According to (Sattar, 2018), bacterial pneumonia can come in four different categories. Including community-acquired (CAP), hospital-acquired (HAP), healthcare-associated (HCAP), and ventilator-associated pneumonia (VAP). CAP, the most common of the four, occurs in a community setting outside of the hospital and is usually transmitted by breathing in bacteria that live in the mouth, nose, and throat. HAP develops within 48 hours of a hospital stay for another illness. VAP occurs in people that are on a ventilator to help them breath. As in HAP, pneumonia typically develops within 48 hours of intubation. HCAP deals with nonhospitalized patients that have previously had experience with the healthcare system. Such as, residence at long-term care facility, outpatient treatment, and hemodialysis treatment. These patients were thought to have been infected with multidrug-resistant (MDR) pathogens, making them a separate category from HAP (Sattar, 2018).
The most common pneumonia causing bacteria is streptococcus pneumoniae, also known as pneumococcus bacteria (Pneumonia n.d.) The bacteria can be spread through coughing, sneezing, and close contact with an infected person. When they are inhaled by the victim and being to multiply in the lungs, specifically the alveoli. This in turn triggers the bodies natural inflammatory response. In an effort to kick out these foreign invaders, the immune system will send out white blood cells to the infected areas. When the white blood cells reach the area, they release a substance that causes vasodilation of local blood vessels causing more fluid to build up and congestion in the alveoli. The inflammatory response causes a mixture of cells, bacteria, and fluids to accumulate in the air sacs, this is what causes the signs and symptoms of pneumonia that we will discuss later.
Although, anyone is capable of contracting bacterial pneumonia there is a more vulnerable group who are at a higher risk. Infants, two years or younger, because their immune systems are still developing and older adults who are 65 years old or older due to normal changes in the immune system because of the natural aging process (Pneumonia n.d.). Immunocompromised people such as people with HIV/AIDS are also at a higher risk because of weakened immune systems. People with pre-existing medical conditions such as, chronic obstructive pulmonary disease (COPD) and cystic fibrosis have an increased chance of developing bacterial pneumonia. Long term smokers and excessive alcohol drinkers will also be at a higher risk, as well as those exposed to environmental factors including; pollutants, chemicals, and toxins (Pneumonia n.d.).

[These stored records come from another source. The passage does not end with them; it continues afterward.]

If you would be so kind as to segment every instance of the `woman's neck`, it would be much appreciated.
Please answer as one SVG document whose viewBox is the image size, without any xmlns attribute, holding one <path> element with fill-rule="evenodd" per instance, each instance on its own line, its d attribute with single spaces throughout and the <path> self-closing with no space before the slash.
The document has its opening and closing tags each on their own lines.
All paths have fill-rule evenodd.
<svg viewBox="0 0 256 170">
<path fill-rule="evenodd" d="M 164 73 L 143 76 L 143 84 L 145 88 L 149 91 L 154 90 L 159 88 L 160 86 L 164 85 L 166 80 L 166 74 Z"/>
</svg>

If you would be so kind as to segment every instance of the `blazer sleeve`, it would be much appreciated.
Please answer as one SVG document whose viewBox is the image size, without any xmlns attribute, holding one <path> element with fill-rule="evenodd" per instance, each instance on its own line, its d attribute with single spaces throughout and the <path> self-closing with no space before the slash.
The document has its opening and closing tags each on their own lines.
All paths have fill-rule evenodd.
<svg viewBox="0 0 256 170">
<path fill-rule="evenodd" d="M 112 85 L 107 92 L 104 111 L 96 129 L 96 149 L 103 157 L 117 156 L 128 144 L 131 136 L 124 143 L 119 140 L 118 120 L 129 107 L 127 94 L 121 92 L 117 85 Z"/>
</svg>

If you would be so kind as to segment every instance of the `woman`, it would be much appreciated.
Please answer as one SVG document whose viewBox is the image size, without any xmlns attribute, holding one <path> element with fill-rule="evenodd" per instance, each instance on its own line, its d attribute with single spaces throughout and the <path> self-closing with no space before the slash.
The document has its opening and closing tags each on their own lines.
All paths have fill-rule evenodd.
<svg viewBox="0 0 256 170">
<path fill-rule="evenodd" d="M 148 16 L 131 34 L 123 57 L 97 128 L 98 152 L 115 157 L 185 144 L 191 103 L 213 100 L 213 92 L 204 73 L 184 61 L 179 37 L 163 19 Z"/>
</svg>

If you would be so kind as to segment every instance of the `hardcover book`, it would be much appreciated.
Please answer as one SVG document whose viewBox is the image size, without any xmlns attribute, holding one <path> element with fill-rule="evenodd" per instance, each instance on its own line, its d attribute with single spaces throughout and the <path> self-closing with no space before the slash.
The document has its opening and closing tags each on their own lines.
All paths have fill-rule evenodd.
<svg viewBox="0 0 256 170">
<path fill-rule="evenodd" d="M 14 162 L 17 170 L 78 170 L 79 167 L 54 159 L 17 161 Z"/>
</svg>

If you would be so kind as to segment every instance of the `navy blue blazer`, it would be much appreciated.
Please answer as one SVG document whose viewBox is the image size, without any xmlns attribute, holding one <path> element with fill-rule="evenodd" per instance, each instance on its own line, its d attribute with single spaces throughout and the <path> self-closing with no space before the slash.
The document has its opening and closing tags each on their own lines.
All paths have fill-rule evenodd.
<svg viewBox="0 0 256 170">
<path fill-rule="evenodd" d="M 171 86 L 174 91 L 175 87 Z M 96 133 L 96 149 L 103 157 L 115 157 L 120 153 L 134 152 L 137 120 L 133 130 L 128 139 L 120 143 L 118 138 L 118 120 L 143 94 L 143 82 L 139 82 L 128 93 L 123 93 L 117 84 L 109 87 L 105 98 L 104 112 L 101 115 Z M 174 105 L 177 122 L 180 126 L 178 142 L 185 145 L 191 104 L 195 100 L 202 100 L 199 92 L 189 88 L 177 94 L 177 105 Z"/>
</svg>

Some of the well-known signs and symptoms of bacterial pneumonia are as follows: increased fever, excess sweating and clammy skin, chest pain when breathing or coughing, severe fatigue, cough with yellow or brownish sputum (that doesn’t go away or get better), shortness of breath during routine daily activities, and feeling worse after recently having a cold or flu (Pneumonia – adults (community acquired): MedlinePlus Medical Encyclopedia n.d.). You may also hear crackles upon auscultation of the lungs. Duration and severity vary based on the strength of the bacteria and how quickly you are diagnosed and treated. Signs and symptoms may also change in certain special populations such as, infants and older adults. Infants may not show signs of infection and in older adults with a preexisting illness or weakened immune system may present with milder and fewer symptoms (Pneumonia n.d.). In some cases, symptoms may progress causing respiratory failure, sepsis, multiorgan failure, and exacerbation of preexisting conditions (Sattar, 2018).